Hey, I really like this framing. This is a topic that I've thought about from a different perspective.

We have all kinds of 18th and 19th century legal precedents about search, subpoenas, plain sight, surveillance in public spaces, etc... that really took for granted that police effort was limited and that enforcement would be imperfect.

But they break down when you read all the license plates, or you can subpoena anyone's email, or... whatever.

Making the laws rigid and having perfect enforcement has a cost-- but just the baseline cost to privacy and the squashing of innocent transgression is a cost.

(A counterpoint: a lot of selective law enforcement came down to whether you were unpopular or unprivileged in some way... cheaper and automated enforcement may take some of these effects away and make things more fair. Discretion in enforcement can lead to both more and less just outcomes).


This is my problem with Americans and their "but the constitution" arguments.

The U.S. constitution has been written in an age before phones, automatic and semi-automatic rifles (at least in common use), nuclear weapons, high-bandwidth communications networks that operate at lightning speed, mass media, unbreakable encryption and CCTV cameras.


The problem is that "all sides" agree that if the constitution was written today, surprise, surprise, it'd totally agree with them; the gun control people are sure that the 2nd wouldn't cover military weapons, the gun lovers are sure that it would mandate tanks for everyone.

But since having 300 million people have a detailed, nuanced discussion about anything is impossible, everyone works at the edges.


I think their point was that a lot (but not all) of the existing argument boils down to “Well it should be that way because someone decided it hundreds of years ago” so if we are consciously starting again from scratch, ideally that specific argument no longer holds water. (I’d say we should instead use data based approaches, look at what has been successful in other countries, etc, although that’s slightly expanding the current topic.)

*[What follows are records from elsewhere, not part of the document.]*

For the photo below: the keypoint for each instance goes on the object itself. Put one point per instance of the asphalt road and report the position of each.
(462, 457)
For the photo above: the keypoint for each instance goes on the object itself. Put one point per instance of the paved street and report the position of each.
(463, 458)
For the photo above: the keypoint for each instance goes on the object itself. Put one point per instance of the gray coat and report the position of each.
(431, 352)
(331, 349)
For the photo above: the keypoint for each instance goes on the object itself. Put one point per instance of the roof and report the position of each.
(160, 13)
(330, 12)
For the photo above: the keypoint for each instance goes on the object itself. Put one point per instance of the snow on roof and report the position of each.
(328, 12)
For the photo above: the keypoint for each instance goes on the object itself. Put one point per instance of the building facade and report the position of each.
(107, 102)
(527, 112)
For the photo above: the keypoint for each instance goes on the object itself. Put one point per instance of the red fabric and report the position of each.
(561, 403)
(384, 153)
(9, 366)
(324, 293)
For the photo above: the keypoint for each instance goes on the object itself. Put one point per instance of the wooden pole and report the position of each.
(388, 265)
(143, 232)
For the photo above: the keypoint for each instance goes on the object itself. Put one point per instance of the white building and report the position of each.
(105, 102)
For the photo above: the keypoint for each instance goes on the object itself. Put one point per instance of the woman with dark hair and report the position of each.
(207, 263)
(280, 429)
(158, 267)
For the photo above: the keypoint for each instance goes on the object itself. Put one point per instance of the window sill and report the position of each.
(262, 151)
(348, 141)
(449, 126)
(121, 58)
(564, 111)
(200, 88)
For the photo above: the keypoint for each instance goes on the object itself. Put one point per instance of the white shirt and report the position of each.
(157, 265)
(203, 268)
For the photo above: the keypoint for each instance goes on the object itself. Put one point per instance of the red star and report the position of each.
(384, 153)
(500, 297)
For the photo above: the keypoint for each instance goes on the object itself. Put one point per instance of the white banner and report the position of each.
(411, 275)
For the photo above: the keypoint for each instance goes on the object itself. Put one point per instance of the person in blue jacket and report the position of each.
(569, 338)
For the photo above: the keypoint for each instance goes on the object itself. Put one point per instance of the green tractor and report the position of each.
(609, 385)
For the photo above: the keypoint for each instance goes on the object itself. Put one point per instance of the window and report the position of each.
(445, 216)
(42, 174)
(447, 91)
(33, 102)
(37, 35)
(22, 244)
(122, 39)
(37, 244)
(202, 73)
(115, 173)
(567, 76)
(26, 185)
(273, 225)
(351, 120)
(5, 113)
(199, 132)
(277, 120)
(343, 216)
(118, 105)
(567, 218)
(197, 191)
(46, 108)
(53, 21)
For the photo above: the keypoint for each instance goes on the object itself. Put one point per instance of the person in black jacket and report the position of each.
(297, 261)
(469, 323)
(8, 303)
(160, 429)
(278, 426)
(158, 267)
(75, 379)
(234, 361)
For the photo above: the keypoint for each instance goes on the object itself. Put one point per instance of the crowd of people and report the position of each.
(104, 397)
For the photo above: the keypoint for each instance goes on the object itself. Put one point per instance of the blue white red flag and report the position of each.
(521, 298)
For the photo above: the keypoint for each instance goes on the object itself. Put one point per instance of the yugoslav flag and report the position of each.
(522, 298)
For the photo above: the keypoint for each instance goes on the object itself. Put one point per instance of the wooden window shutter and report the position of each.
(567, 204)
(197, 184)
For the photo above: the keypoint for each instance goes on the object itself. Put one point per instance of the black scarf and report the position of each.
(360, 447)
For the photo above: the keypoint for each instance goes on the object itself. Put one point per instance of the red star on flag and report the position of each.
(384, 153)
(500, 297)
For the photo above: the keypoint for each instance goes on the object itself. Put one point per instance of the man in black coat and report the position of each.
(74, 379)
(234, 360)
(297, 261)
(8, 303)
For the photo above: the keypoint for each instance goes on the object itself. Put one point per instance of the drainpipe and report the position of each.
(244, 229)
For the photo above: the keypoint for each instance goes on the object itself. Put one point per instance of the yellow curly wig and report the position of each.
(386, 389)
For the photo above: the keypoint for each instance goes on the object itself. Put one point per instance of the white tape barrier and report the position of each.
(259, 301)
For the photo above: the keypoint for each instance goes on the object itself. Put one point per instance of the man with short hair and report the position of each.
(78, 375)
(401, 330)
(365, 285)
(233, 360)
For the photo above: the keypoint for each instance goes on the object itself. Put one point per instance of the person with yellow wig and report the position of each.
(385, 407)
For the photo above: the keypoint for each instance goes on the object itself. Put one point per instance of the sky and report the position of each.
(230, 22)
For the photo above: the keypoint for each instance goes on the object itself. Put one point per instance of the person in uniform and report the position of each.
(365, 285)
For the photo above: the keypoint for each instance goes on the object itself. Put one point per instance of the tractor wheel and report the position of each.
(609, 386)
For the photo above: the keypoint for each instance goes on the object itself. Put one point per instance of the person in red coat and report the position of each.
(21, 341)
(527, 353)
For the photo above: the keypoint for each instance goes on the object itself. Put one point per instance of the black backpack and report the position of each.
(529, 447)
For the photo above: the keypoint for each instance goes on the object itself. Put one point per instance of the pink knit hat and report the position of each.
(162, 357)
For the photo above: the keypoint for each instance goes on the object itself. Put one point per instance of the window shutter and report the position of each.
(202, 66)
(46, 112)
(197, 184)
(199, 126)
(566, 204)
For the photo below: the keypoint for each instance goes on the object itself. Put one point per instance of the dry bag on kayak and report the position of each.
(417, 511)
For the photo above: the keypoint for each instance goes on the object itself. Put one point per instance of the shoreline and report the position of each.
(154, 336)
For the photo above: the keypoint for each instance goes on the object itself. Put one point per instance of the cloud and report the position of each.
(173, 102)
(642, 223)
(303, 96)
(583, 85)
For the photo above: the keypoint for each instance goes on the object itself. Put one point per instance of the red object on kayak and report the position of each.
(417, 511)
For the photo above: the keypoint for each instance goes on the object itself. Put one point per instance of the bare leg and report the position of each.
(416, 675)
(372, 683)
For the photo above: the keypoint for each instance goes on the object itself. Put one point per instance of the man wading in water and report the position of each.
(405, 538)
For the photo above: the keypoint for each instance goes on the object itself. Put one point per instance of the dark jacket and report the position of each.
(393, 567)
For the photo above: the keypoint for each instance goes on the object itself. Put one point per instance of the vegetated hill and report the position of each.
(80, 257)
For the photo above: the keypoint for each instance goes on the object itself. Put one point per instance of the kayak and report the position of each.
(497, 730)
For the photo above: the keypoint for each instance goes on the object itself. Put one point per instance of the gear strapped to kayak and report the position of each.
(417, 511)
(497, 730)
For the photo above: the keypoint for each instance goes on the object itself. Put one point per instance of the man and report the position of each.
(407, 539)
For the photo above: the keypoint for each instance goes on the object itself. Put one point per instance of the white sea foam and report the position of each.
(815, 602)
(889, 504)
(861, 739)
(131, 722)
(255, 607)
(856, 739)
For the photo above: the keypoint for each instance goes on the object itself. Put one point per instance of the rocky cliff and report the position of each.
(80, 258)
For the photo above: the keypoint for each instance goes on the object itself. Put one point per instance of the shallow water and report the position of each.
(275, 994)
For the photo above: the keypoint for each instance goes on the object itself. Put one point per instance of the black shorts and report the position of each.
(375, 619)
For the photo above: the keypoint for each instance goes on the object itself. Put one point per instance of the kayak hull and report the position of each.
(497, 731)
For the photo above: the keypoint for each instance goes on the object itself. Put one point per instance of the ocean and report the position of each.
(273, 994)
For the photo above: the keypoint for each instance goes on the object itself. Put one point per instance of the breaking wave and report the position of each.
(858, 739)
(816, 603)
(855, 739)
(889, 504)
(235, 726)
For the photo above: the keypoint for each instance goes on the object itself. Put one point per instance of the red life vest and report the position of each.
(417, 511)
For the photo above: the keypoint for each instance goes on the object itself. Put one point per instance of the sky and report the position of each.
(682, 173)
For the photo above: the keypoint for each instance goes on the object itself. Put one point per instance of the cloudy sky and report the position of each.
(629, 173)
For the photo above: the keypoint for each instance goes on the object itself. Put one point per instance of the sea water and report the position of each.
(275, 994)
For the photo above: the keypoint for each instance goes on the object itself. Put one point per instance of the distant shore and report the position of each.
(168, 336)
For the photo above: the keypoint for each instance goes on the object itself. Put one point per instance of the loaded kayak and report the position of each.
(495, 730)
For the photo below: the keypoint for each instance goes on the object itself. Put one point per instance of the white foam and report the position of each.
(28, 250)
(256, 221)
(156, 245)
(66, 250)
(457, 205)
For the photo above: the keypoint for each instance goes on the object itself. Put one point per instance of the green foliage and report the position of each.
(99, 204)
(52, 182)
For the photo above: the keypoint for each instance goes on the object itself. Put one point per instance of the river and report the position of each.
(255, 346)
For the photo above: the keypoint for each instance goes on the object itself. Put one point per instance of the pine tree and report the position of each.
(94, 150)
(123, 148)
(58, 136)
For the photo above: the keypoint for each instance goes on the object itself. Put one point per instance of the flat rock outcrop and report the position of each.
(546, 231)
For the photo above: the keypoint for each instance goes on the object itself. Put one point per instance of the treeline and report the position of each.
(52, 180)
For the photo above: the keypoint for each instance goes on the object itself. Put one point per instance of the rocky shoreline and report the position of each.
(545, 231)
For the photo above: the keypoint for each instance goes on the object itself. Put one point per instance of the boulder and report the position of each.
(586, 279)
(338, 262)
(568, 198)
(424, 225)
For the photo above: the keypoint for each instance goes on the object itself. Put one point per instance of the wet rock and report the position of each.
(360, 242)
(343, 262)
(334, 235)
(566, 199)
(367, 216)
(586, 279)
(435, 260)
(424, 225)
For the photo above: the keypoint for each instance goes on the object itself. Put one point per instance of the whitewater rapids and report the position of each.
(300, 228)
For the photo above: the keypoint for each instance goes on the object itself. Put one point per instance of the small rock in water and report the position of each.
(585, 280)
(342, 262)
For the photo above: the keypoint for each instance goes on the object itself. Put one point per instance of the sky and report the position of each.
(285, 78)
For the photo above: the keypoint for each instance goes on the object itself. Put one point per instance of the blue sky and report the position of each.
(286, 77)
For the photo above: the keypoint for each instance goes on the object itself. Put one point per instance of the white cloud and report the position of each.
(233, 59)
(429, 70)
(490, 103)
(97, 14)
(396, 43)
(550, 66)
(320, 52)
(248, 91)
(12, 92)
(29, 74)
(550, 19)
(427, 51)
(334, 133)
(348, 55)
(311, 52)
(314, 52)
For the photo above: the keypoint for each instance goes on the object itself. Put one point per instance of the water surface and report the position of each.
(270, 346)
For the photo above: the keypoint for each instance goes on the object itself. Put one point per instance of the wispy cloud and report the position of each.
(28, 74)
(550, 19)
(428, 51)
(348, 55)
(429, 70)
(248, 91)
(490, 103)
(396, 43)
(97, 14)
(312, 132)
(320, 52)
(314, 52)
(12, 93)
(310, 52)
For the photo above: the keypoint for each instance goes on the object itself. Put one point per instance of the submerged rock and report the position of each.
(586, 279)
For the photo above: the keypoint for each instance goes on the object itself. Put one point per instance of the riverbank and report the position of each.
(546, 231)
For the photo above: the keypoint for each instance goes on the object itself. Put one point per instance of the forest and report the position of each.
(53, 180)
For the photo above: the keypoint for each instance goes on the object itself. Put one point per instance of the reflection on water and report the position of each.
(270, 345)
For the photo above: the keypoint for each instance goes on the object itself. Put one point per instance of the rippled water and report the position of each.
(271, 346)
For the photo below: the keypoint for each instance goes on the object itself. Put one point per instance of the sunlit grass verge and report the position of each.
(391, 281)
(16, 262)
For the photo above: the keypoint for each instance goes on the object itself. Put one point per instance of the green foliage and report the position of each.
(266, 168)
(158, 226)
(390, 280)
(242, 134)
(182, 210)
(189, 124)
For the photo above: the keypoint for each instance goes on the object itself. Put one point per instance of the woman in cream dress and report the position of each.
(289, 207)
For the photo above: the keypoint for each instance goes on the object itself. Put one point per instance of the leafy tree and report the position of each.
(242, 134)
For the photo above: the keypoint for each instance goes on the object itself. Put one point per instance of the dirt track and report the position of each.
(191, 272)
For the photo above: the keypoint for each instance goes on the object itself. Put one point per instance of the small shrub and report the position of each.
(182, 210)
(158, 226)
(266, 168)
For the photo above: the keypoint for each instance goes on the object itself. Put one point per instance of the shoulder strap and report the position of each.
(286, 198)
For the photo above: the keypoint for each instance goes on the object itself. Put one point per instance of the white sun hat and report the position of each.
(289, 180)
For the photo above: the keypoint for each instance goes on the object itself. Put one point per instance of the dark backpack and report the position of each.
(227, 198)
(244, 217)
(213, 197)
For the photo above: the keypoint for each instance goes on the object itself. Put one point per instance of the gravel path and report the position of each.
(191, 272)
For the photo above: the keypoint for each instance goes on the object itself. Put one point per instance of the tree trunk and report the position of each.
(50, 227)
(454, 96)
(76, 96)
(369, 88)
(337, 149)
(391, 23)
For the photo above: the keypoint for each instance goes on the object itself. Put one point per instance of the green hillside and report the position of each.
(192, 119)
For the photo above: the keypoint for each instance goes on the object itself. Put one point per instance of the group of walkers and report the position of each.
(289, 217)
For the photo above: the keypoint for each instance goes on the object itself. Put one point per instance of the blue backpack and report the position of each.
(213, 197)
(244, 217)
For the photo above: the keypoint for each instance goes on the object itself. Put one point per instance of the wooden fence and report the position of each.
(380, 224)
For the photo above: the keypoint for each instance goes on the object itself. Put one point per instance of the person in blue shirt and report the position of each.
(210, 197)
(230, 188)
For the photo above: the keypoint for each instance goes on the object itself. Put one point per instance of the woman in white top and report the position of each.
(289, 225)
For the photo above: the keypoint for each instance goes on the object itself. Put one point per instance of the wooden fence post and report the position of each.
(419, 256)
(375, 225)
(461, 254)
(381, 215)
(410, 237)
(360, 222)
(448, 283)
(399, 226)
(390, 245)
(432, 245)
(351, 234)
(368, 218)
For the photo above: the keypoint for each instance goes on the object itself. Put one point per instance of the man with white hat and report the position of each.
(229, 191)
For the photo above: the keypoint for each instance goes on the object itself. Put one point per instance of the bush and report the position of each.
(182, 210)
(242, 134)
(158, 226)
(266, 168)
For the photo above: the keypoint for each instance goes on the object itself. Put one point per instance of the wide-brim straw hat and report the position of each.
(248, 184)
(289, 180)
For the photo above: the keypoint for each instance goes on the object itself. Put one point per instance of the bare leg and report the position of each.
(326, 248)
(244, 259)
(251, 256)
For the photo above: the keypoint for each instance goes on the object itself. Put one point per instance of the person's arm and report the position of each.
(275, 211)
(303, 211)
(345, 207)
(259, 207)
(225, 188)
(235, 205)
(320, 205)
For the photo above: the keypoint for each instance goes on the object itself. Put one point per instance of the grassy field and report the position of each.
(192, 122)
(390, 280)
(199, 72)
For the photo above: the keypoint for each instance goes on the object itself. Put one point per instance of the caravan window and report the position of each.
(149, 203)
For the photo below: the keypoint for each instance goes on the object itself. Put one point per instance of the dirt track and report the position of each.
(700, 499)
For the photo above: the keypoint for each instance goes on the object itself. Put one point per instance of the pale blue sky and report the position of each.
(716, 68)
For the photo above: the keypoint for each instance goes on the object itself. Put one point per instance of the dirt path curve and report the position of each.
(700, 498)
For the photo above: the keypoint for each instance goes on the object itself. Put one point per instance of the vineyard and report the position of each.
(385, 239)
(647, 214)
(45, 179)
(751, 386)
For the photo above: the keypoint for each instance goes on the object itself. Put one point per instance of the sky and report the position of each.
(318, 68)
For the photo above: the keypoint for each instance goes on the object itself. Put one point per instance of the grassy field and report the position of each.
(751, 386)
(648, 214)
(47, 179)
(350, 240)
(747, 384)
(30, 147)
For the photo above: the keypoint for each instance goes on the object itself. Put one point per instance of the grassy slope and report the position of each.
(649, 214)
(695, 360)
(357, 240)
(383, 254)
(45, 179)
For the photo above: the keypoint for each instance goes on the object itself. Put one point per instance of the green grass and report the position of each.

One big difference between the UK's historic constitutionalia and the US is that the UK generally recognises that we only do things a certain way because agreeing how to change them is too hard, while the US appears to think that they do things in their certain way because that's the right way to do them.

Specific examples for the UK: inducting politicians into the Privy Council in order to qualify them for security briefings, Henry VII powers, and ministers' authority deriving from the seal they're given by the sovereign. Which would almost make as much sense if it were a marine mammal as it does being a stamp.

The thing being, they work well enough. And if you want to replace them, you need to work out what to replace them with and how.


Modern democracy starts to make a lot more sense when you realize the driving principles are "what works easy enough" and "how do we prevent getting to the point of violent revolution".


I think the fundamental issue is that a form of equality where everyone gets what was previously the worst outcome is... probably worse.


Many times when politicians get to suffer the full effects of their laws, the laws quickly change for the better.